Мама снова садится у стола.

— Нельзя здесь оставаться, — произносит она. — Этот туалет нас всех убьет, ох и заразы там!

— Ну и куда нам переезжать? — говорит папа. — Где еще найдешь жилье за шесть шиллингов в неделю? Сами почистим. Накипятим воды много ведер и выльем туда.

— Да неужели? — спрашивает мама. — А где мы уголь и торф раздобудем, чтобы столько воды накипятить?

Папа молча допивает чай и принимается искать гвоздь, чтобы повесить нашу единственную картину. На ней какой-то худощавый человек в желтой шапочке, черном одеянии и с крестом на шее. Папа поясняет, что это папа римский, Лев XIII, большой друг рабочего класса, и картина привезена из Америки, где ее выбросил кто-то, кому дела не было до трудового люда.

Мама говорит, что все это чертова чушь, а папа — что разве можно говорить «чертова» при детях? Гвоздь он находит, вот только молотка нет.

— Одолжи у соседей, — предлагает мама, но папа отвечает, что не пойдет ничего выпрашивать у незнакомых людей. Он приставляет картину к стене и бьет по гвоздю донышком стеклянной банки. Стекло разбивается, ранит папе руку, и кровь капает Льву XIII на голову. Папа оборачивает руку ветошью для мытья посуды и кричит маме:

— Быстрее, вытри кровь, пока не засохла.

Мама пытается стереть кровь шерстяным рукавом, но от этого она только больше размазывается, и теперь у папы римского пол-лица в крови.

— Да Боже мой, Анджела, — стонет папа. — Совсем испортила.

— Да не вой ты, — отвечает мама. — Краской потом закрасим.

— Единственный из пап — друг рабочего класса. И что мы скажем, если к нам из Общества Святого Викентия придут, а у нас тут папа римский весь в крови?

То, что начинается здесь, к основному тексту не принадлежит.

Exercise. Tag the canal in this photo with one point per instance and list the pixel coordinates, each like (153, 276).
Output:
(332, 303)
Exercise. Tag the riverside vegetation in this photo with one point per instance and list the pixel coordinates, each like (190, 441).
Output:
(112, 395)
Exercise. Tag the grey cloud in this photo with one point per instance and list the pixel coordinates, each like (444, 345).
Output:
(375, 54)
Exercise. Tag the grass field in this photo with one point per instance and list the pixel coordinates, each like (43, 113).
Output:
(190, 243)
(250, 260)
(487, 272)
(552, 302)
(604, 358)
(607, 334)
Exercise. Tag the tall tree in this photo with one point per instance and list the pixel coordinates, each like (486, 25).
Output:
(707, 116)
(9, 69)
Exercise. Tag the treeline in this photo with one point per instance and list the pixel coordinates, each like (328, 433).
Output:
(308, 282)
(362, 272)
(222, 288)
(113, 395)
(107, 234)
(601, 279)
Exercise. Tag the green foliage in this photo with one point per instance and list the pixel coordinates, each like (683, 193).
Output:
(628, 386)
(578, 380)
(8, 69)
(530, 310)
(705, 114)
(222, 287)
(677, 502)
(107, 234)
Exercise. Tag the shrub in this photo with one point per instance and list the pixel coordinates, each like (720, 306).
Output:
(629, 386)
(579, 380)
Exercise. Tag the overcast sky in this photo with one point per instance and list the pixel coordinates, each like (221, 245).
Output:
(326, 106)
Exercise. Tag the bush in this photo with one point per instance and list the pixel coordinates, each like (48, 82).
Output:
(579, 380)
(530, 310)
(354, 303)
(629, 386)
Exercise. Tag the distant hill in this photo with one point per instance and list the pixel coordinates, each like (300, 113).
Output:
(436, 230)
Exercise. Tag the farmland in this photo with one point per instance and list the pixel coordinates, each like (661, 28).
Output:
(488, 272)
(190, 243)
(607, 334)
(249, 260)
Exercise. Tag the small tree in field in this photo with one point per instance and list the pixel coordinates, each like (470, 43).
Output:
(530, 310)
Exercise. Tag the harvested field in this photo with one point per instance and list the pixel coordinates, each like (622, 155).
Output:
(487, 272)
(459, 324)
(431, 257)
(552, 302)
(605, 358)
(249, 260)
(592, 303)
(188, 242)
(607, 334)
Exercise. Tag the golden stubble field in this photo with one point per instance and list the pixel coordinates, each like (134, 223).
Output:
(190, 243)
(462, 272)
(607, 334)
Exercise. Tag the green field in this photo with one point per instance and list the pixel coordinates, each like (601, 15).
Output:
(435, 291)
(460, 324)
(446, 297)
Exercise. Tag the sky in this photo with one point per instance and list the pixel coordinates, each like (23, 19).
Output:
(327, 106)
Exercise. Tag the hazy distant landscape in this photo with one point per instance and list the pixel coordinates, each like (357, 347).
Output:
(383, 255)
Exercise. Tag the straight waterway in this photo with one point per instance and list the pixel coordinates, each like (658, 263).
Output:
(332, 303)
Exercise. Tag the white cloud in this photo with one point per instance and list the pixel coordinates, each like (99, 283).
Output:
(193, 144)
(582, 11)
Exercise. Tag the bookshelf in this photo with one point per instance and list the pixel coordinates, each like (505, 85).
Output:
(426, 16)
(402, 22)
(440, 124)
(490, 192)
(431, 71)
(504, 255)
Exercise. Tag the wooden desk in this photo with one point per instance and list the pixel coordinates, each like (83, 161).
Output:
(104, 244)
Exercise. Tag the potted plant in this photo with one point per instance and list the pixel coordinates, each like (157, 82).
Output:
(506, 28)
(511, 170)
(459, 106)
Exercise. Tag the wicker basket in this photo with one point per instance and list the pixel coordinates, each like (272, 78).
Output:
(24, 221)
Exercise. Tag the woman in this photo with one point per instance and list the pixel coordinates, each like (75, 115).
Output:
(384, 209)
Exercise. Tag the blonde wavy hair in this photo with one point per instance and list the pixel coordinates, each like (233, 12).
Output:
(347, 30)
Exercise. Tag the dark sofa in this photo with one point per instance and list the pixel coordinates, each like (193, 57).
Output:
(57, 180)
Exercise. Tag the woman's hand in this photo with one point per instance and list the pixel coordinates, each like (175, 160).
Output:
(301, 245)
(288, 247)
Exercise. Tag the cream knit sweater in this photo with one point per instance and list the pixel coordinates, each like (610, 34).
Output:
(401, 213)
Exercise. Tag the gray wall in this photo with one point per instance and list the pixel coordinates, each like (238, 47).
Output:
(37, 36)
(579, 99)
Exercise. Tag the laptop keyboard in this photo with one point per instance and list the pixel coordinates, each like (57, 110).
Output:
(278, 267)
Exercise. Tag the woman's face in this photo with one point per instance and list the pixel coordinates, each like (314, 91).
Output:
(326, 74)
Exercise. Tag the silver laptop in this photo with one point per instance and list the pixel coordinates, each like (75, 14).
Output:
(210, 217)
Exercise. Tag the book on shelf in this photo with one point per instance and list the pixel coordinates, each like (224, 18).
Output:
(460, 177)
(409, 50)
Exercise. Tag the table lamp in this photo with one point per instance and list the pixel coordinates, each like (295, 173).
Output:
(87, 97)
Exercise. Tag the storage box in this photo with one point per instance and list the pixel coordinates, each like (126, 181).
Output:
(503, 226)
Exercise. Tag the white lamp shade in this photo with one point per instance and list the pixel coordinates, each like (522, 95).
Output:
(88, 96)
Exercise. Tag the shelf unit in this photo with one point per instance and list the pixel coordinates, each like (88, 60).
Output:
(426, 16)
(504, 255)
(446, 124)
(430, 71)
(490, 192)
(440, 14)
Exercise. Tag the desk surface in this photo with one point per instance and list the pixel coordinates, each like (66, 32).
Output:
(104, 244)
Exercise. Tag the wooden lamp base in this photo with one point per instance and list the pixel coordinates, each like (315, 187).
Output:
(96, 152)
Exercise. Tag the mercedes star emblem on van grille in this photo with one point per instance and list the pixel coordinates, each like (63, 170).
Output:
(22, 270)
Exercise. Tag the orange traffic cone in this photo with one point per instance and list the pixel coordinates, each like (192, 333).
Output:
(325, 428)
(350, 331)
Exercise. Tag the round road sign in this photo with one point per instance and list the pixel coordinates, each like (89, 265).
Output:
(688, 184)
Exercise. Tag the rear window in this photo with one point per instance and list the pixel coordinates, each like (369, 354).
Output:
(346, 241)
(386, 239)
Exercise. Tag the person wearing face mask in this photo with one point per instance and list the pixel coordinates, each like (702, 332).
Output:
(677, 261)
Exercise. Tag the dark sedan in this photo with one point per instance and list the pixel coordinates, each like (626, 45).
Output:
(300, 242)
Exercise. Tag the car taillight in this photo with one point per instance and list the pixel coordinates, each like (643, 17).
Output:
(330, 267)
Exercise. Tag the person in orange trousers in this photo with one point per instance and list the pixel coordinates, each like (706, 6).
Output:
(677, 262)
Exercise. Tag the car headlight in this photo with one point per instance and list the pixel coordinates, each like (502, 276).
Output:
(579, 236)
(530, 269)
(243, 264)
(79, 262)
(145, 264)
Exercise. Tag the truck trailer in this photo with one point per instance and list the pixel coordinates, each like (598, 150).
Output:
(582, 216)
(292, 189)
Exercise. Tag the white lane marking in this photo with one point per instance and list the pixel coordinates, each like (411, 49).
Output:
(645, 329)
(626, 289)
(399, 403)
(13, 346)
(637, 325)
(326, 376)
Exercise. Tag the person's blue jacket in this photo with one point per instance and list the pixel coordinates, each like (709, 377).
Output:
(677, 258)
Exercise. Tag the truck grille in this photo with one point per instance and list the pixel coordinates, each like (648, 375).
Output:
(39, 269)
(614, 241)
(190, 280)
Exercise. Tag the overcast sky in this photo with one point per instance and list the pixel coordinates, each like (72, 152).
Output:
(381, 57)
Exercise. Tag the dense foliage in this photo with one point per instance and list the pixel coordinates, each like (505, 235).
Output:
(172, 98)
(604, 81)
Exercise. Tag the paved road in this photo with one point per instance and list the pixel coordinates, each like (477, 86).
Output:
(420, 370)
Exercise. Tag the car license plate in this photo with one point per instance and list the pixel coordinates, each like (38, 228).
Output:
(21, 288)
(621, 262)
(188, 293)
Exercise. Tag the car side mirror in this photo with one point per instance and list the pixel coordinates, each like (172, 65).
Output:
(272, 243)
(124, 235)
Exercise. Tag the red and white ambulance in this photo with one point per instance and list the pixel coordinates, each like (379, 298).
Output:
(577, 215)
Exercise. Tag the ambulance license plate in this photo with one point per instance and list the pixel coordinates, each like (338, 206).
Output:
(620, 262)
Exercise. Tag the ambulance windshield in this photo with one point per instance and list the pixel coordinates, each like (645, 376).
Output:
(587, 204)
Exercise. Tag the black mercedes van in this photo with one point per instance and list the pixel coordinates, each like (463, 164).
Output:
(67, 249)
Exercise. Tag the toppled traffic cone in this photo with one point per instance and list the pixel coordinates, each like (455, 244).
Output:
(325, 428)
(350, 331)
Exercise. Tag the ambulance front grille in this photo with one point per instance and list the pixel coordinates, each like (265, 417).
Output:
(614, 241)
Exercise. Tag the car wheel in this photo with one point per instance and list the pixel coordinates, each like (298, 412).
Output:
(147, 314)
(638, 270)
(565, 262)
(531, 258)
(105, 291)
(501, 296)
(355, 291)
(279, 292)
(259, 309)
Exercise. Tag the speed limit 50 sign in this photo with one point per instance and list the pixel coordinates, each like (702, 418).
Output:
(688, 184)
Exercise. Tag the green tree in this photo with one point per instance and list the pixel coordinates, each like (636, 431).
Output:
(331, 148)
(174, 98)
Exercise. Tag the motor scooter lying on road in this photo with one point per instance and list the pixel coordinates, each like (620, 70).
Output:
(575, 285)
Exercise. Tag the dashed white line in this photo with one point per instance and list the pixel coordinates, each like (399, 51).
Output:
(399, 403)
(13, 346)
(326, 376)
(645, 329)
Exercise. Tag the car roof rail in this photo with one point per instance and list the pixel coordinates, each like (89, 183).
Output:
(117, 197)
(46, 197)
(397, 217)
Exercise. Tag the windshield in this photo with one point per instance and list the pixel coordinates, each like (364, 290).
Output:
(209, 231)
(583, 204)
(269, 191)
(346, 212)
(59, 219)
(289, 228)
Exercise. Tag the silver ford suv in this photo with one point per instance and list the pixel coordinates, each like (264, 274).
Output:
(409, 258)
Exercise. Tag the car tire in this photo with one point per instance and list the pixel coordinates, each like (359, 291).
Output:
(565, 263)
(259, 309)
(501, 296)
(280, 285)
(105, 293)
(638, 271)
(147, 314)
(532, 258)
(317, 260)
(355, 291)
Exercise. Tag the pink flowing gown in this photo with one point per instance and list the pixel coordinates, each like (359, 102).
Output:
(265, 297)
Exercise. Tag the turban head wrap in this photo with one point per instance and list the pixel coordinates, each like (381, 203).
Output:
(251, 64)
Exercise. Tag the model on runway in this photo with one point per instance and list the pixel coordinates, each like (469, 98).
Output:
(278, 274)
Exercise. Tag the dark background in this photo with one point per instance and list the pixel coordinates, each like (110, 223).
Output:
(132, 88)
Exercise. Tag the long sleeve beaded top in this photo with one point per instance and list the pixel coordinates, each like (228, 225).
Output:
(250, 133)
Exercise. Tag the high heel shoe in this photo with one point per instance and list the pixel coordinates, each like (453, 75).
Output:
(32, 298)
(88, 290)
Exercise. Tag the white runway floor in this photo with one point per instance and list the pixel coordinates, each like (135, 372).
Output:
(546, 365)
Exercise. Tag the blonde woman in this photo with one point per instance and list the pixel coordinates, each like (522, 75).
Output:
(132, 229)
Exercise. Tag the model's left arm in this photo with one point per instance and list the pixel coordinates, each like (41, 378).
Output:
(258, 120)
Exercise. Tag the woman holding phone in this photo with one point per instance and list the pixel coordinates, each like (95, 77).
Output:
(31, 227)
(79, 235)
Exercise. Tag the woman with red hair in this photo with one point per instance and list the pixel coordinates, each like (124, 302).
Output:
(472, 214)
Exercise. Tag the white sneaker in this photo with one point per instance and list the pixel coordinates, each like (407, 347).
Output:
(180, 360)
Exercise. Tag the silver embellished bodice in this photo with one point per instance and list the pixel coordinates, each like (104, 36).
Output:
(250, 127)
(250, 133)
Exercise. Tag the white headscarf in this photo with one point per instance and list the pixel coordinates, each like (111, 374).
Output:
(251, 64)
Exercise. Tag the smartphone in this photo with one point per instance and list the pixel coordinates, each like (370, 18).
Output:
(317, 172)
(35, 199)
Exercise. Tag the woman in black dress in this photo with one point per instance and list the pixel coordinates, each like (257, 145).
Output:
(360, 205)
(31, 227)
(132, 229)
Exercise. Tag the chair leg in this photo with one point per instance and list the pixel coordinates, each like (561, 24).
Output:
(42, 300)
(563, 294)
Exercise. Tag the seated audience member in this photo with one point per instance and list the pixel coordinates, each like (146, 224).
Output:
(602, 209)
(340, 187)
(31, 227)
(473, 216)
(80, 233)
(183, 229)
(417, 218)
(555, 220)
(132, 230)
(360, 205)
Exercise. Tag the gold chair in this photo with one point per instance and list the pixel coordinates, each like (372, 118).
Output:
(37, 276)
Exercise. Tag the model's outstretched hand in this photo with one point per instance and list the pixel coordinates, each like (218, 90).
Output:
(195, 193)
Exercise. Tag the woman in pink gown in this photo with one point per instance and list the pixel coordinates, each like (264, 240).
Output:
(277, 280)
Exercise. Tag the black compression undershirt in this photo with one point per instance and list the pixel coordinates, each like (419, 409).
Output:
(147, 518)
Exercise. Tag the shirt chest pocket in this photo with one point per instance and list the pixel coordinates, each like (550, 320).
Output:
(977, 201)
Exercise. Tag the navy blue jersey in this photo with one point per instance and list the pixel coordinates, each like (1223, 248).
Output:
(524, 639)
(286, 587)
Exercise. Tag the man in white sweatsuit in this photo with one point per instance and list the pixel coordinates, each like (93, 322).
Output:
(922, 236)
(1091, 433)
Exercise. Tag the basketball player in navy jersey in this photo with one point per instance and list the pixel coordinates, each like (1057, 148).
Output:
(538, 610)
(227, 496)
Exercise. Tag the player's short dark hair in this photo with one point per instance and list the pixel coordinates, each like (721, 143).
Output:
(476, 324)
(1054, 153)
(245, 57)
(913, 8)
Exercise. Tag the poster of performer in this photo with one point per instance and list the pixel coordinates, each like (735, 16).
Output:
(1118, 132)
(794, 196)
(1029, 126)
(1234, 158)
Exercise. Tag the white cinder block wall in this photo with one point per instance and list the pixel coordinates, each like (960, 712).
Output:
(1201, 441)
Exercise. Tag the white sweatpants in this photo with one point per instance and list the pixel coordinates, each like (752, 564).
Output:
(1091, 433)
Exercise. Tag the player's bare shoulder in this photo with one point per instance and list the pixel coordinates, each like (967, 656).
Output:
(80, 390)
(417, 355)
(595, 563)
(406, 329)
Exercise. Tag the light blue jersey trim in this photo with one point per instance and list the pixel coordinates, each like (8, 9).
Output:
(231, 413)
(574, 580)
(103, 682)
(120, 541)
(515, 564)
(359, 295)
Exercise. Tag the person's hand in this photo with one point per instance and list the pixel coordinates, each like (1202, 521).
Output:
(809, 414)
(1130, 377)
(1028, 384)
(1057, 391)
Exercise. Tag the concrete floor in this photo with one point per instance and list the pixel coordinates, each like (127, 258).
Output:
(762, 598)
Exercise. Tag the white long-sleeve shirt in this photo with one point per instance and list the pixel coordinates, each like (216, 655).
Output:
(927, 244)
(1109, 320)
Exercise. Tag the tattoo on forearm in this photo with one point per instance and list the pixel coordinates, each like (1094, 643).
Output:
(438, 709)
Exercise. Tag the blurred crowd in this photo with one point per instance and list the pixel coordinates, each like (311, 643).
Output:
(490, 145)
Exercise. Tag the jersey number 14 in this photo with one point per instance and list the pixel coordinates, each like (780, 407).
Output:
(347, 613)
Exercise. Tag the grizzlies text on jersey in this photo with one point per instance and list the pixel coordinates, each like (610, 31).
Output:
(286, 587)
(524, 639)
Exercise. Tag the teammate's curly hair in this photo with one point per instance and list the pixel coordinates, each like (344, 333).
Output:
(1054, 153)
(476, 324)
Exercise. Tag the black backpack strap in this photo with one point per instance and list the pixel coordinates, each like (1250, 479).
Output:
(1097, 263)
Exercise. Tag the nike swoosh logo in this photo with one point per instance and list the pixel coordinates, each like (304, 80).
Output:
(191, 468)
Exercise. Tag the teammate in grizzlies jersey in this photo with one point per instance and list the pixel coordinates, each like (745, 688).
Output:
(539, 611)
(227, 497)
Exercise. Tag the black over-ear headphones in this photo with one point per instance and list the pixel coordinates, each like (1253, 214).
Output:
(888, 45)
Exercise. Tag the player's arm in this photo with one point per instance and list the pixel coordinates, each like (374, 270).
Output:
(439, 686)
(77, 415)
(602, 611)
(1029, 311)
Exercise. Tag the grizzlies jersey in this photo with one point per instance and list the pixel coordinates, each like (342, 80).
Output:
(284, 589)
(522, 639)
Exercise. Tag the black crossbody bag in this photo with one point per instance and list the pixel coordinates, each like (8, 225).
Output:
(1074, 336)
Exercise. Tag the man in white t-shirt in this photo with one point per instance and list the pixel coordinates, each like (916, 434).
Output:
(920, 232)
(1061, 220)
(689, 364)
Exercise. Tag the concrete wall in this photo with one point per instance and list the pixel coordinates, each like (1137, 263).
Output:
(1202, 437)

— А мне-то что? — говорит мама. — Кровь-то твоя — тоже мне мужик, называется, даже гвоздь вбить не может. Проку от тебя никакого. Лучше бы в поле лопатой махал, и вообще, мне плевать. У меня спина болит, я спать ложусь.

— Ну и что теперь делать? — вздыхает папа.

— Сними портрет и спрячь в угольной яме под лестницей — и не видно, и не наступит никто.

— Нет, нельзя, — не соглашается папа. — Не к добру это. Угольная яма — не место для папы римского. На стену его надо.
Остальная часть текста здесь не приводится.